Fix Sidenotes (0-? hr.)

Read the discussion. Step through sidenotes with: Search&Replace of [S, not regex, not whole word, ignore case. Click Search to find each Sidenote.

  • Compare to page image. Move note above paragraph if feasible.
  • Otherwise, position it above the sentence to which it applies, with blank lines to prevent rewrapping if you decide that is best.

Fix Footnotes (0-? hr.)

Use Tools>Footnote Fixup. This will help you validate and move any footnotes.

Fix Poetry Line Numbers (0-20 min.)

If the book has poetry that uses line numbers, read this page and align the line numbers consistently.

Check balanced markup

Use the Search menu

  • Find Orphaned Markup (which searches for the regular expression \<(\w+)>\n?[^<]+<(?!/\1>), that is any markup starting in <..> that doesn't end in an identical closing markup.
Note: this regular expression sees <tb> as unbalanced, and shows the text from the <tb> to the next markup as an error. (If you can devise a better regex please do!)
Possible alternate that explicitly lists all current markup \<(i|b|sc|g||f|u)>\n?[^<]+<(?!/\1>)
Because it includes a newline, the search may take several seconds to return the first result.
  • Correct the error and click search until no more are found.
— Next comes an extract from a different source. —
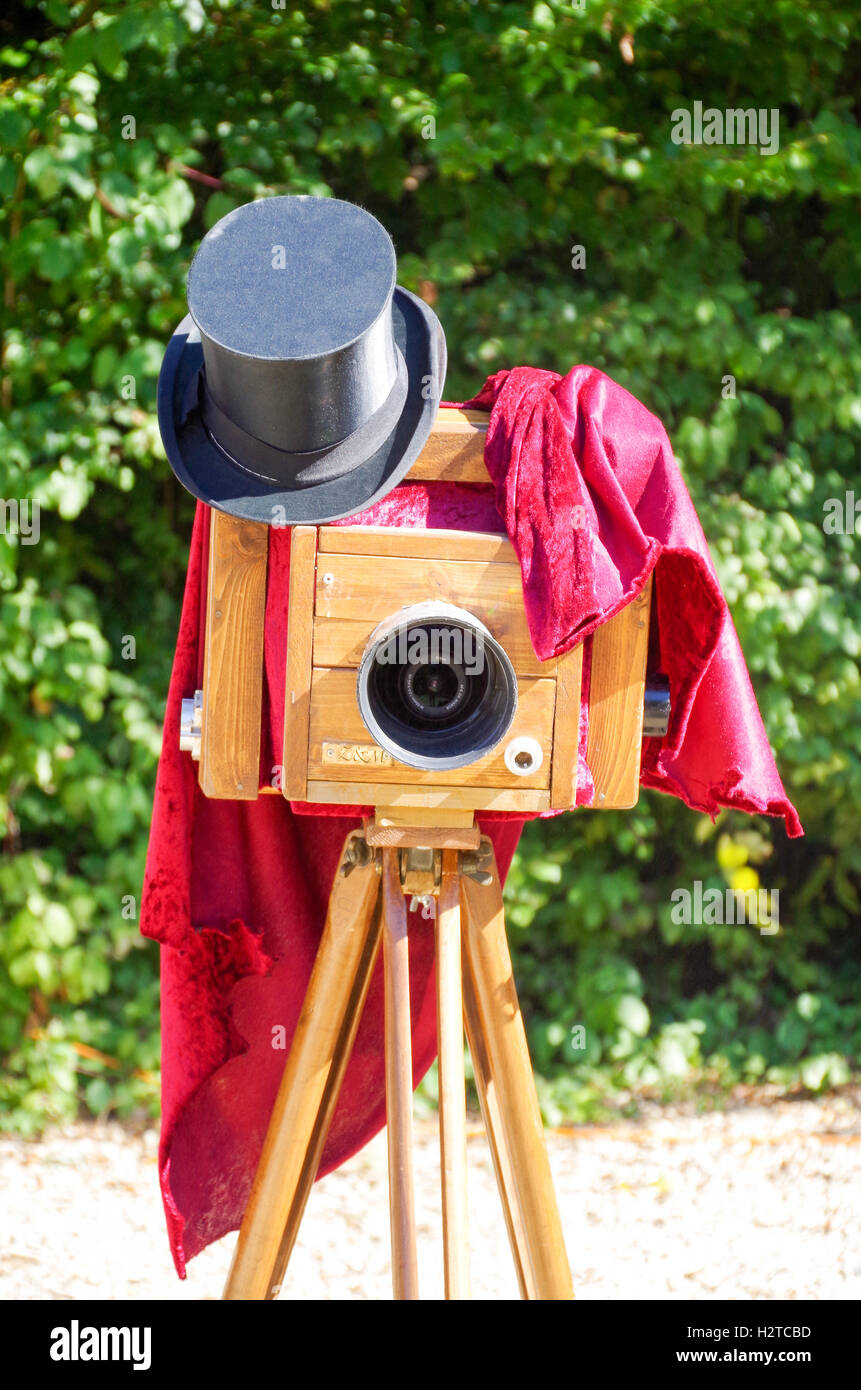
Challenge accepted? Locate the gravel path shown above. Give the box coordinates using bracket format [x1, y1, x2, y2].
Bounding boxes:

Consider page numbers and curly quotes

  • Consider whether you want visible page numbers in the text versions as well as the html version. This is not generally advisable, nor is it generally welcomed by PPV/WW, but there are exceptions. If you do want them in both versions, then now is the time to put them there, before splitting the files in in the next step.
  • Search for remaining upright single quotation marks and replace them with either a ‘ or a ’.

Save Edited Markup (2 min.)

  • Save any unsaved changes in bookname.txt.
  • Use File>Save a Copy As to make bookname.html
This will be the starting file for the HTML version. You can also use it as fallback in case you mess up and need to start the following steps over.

Prepare the Plain Text Version

We now proceed to create a Plain Text Version of the book.

  • Re-open bookname.txt (if not still open).

Convert <tb>, Italic, Bold, and Smallcap (10 min.)

Fix ASCII Tables (0-? hr.)

  • Use Search>Find Next /**/ Block to step through all tabular material.
    • Compare to page image; reformat to best convey author intent.
    • For complex tables, use Txt>ASCII Table Effects to reformat.

Rewrap and Clear Rewrap Markers (10-30 min.)

  • Save the file if any unsaved changes.
  • Use Tools>Rewrap All. Wait while rewrap completes.
  • Page through entire text, looking for improper indentation. If found, re-open, clicking NO when asked if you want to save the edits. Find and fix broken rewrap markups. Repeat this step.
  • Under Tools>Footnote Fixup, use the Tidy Up Footnotes button.
  • Use Tools>Clean Up Rewrap Markers.
  • Use Tools>Remove End-of-line Spaces.
  • Rerun Bookloupe or pptext. Resolve any new issues.
  • Save the document.

Prepare the HTML Version

Finally, we create an HTML Version of the book.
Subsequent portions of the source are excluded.